What the people have said to me about her has been almost entirely by way of question. And the most frequent of these has been whether I, too, wasn't sorry for Cho. To this I answer, with confusion, Yes. When she wept I wanted to--if I didn't; and when she smiled I think I did; but when she laughed I know I did.
For you will remember that at first she laughed oftener than she wept, and at last she wept oftener than she laughed--so one couldn't help it.
And where has she gone? I do not know. I lost sight of her, as you did, that dark night she fled with Trouble and Suzuki from the little, empty, happy house on Higashi Hill, where she was to have had a honeymoon of nine hundred and ninety-nine years!
And is she a fancy, or does she live? Both.
And where is Pinkerton? At least not in the United States navy--if the savage letters I receive from his fellows are true.
Concerning the genesis of the story I know nothing. I think no one ever does. What process of the mind produces such things? What tumult of the emotions sets them going? I do not know. Perhaps it is the sum of one's fancies of life--not altogether sad, not altogether gay, a thing to be borne, often for others whom its leaving would mar. Perhaps the sleepless gods who keep the doors of life did not close them quite upon some other incarnation? For gods who never sleep may sometimes nod.
Finally, what matter?
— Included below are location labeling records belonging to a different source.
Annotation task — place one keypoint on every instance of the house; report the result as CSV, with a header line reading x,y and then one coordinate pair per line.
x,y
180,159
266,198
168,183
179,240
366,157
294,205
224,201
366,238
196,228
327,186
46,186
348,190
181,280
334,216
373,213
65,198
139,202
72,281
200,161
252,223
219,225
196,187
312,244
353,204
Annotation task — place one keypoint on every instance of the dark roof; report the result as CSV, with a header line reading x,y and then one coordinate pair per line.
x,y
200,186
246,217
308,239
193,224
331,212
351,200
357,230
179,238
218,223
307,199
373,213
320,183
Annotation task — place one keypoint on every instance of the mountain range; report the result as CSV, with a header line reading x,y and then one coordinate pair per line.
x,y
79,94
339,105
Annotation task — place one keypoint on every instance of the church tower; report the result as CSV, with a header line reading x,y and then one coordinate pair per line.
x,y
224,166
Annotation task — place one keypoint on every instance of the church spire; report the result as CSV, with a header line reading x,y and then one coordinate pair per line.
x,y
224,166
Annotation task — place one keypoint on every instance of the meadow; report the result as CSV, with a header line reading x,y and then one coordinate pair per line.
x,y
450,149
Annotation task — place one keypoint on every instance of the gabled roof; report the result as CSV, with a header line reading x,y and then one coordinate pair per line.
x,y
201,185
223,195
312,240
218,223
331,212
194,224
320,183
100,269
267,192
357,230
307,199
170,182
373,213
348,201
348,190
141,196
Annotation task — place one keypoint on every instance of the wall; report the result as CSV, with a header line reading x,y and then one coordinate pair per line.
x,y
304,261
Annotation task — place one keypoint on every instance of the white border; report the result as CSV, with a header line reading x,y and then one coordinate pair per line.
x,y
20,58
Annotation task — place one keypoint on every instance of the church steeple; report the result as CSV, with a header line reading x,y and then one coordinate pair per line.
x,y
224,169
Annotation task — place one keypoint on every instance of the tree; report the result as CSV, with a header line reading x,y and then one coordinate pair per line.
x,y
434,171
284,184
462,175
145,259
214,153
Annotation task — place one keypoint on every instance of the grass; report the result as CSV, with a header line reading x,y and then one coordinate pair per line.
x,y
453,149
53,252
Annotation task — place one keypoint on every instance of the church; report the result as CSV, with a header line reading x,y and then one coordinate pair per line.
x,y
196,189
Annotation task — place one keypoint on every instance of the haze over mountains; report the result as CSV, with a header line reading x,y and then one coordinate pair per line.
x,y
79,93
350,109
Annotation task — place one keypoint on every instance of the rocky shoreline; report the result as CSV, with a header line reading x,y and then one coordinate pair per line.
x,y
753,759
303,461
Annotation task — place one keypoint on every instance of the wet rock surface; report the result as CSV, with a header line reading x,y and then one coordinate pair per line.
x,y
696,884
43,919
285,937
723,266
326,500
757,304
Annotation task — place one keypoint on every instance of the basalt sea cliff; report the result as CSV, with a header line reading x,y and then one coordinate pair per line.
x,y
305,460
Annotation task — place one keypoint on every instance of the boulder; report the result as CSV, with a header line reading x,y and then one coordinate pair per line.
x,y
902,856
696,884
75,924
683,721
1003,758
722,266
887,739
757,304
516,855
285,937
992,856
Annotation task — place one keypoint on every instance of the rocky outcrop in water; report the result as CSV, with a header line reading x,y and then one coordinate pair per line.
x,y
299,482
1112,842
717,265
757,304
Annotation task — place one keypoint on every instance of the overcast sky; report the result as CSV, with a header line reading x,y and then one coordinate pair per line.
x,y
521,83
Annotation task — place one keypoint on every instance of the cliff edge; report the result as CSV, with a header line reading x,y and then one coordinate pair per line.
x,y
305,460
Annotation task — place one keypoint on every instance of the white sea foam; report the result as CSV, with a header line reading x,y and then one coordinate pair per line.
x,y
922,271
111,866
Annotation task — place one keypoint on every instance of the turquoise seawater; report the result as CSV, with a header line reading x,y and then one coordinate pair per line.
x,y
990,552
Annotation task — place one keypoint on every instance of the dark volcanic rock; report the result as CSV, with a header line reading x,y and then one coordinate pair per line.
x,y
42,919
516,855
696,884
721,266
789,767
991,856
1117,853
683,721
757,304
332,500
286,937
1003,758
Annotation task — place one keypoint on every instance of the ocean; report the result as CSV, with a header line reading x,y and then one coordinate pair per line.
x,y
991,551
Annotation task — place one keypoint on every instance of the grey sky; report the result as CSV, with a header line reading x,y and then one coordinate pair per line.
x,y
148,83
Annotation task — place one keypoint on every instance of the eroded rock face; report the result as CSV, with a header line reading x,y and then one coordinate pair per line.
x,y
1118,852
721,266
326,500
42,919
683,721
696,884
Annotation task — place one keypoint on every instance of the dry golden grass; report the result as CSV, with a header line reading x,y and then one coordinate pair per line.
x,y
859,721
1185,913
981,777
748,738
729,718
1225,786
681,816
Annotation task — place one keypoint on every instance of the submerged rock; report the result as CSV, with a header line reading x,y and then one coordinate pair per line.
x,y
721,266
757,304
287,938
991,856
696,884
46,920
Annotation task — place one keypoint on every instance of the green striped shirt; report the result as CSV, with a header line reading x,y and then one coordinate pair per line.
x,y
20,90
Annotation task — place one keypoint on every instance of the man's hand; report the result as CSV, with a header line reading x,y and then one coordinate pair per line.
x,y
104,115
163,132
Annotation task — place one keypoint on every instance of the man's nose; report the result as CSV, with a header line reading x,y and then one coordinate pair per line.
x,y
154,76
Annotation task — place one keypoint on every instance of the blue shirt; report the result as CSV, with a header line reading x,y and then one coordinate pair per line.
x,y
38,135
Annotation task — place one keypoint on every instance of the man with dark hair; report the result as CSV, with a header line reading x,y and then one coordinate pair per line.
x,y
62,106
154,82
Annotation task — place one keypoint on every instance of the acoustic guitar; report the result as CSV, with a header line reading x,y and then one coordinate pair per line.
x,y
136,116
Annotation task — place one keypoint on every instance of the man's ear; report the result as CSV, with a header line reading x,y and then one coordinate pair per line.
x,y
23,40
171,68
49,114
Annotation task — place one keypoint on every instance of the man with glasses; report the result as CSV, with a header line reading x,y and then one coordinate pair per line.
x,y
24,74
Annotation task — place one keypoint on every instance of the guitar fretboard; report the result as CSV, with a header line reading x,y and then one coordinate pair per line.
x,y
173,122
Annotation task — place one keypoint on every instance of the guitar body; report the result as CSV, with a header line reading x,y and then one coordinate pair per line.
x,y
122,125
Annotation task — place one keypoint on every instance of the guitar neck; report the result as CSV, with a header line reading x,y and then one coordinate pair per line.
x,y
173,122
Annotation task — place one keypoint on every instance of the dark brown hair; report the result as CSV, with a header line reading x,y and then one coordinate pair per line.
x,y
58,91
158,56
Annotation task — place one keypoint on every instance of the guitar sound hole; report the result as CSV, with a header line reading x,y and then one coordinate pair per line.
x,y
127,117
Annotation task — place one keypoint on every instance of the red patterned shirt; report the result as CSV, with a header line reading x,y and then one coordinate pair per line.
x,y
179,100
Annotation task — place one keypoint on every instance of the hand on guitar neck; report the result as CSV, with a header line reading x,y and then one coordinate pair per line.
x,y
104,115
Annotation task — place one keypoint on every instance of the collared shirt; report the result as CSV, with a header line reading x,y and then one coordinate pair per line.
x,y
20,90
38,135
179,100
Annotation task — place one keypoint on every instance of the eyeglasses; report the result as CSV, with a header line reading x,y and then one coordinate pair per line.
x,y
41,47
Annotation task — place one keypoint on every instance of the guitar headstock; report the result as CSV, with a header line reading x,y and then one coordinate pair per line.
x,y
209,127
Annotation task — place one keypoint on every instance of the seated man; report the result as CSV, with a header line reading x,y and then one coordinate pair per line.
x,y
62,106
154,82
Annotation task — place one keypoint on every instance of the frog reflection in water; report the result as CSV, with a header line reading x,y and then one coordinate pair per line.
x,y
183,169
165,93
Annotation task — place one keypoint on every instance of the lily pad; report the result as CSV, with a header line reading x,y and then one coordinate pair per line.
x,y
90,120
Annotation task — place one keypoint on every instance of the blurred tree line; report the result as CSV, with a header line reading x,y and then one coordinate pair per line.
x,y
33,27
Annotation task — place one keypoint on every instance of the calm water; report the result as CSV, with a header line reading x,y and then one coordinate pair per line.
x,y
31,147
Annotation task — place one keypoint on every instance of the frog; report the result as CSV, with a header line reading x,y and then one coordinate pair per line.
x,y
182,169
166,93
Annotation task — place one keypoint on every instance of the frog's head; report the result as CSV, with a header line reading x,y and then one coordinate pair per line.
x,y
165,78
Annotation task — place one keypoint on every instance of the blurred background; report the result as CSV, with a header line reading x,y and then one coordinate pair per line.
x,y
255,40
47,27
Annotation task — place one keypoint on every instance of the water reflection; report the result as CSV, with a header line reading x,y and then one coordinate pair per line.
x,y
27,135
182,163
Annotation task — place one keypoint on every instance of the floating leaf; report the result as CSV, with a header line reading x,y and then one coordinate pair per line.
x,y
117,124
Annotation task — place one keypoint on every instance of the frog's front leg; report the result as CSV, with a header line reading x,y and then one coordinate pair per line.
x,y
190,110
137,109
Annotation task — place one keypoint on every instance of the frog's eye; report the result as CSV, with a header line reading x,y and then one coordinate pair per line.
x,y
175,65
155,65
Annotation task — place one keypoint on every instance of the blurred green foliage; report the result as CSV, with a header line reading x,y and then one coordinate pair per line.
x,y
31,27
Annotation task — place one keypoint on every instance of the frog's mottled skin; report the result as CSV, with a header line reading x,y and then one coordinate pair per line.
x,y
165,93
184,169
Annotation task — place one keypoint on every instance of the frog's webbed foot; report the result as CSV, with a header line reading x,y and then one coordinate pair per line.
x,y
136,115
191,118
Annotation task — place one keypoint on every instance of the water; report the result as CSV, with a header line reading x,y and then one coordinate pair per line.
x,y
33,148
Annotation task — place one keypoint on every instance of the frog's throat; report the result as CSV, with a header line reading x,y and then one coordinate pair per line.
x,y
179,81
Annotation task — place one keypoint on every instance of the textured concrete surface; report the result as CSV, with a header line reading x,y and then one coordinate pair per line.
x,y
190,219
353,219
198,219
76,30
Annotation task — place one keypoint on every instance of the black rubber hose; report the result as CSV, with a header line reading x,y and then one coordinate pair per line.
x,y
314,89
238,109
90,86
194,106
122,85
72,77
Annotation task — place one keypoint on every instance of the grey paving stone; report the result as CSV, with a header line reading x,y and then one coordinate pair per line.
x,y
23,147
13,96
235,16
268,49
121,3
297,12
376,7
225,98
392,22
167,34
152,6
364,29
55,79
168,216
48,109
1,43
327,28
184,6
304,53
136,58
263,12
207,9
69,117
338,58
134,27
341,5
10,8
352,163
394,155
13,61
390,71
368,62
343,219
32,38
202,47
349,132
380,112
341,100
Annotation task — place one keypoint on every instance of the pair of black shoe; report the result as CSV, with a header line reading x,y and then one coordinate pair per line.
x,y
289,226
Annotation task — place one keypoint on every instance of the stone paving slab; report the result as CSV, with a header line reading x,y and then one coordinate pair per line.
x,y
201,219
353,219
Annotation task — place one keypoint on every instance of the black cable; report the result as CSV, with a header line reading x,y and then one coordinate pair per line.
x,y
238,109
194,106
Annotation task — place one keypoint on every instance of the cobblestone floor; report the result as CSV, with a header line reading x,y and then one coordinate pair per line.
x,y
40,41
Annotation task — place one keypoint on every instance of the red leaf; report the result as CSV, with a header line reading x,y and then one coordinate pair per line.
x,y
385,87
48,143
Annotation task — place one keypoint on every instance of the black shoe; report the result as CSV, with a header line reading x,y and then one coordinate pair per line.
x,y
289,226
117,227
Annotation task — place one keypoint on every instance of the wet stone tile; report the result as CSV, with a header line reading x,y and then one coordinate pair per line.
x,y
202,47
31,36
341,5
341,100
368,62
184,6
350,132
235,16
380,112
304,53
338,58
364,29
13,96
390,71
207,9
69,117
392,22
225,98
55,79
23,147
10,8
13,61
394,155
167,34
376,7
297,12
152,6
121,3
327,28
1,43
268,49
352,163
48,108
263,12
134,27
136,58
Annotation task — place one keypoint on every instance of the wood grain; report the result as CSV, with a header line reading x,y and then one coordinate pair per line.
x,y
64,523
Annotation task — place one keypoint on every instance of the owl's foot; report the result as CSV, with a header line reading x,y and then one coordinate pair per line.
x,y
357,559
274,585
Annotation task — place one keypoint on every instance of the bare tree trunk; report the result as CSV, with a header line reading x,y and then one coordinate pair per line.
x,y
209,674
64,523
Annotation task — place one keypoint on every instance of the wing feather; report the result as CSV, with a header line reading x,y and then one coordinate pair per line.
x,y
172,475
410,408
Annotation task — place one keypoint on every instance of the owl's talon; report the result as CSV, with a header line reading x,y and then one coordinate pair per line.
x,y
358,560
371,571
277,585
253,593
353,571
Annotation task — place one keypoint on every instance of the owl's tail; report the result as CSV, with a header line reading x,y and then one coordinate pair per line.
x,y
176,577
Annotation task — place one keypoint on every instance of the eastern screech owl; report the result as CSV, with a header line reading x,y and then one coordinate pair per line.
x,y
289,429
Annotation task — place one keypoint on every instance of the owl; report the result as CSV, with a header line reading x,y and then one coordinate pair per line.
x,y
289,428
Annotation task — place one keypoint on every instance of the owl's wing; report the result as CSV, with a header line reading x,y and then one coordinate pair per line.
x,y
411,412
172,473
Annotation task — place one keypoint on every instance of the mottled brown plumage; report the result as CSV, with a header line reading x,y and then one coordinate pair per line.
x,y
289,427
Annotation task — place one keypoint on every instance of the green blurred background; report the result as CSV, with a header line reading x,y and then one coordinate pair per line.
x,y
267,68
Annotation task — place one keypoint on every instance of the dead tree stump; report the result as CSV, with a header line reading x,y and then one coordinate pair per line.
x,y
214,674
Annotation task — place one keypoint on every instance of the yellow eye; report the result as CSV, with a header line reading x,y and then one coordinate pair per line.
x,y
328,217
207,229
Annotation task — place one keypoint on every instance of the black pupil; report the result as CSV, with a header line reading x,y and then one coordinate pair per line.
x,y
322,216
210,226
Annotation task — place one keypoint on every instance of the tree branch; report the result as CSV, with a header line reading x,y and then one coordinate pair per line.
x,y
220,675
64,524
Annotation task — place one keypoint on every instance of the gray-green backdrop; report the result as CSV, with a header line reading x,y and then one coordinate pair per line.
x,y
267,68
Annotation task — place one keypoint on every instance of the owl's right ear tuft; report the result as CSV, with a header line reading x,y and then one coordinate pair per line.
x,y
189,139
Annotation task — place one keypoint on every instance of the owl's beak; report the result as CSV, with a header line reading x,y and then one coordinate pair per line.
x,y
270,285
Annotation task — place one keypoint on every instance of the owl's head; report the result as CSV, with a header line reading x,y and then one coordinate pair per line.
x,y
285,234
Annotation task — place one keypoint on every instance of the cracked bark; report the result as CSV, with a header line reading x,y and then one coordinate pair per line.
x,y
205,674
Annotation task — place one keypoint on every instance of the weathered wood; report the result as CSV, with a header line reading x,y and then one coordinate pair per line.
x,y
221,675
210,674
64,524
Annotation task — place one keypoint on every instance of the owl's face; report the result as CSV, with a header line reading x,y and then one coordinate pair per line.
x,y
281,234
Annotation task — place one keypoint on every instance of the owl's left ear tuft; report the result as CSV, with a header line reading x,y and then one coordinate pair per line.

Here in this book is Cho-Cho-San, born again with all her little sins anew upon her head. And some of these the scribbler who here writes knows as well as they who, long since void of sentiment, sit in their chairs where words are made, and con them, and set them forth, forgetting that there may be something better had for good will and good searching. But there are sins one loves. So I love those of Cho. And I would have this Cho-Cho-San no more perfect than the world has cared to have her.
And this is she. Here is no "revised" edition. It has all the human, all the literary faults it had at first--and, may I hope, still its little charm?
So, Messueurs, Mesdames, I beg here, in your presence, that all the Gods of Luck will smile on this reincarnation!
Gomen nasai. Oitoma itashimasho.
J. L. L.
John Luther Long's Madame Butterfly (1898).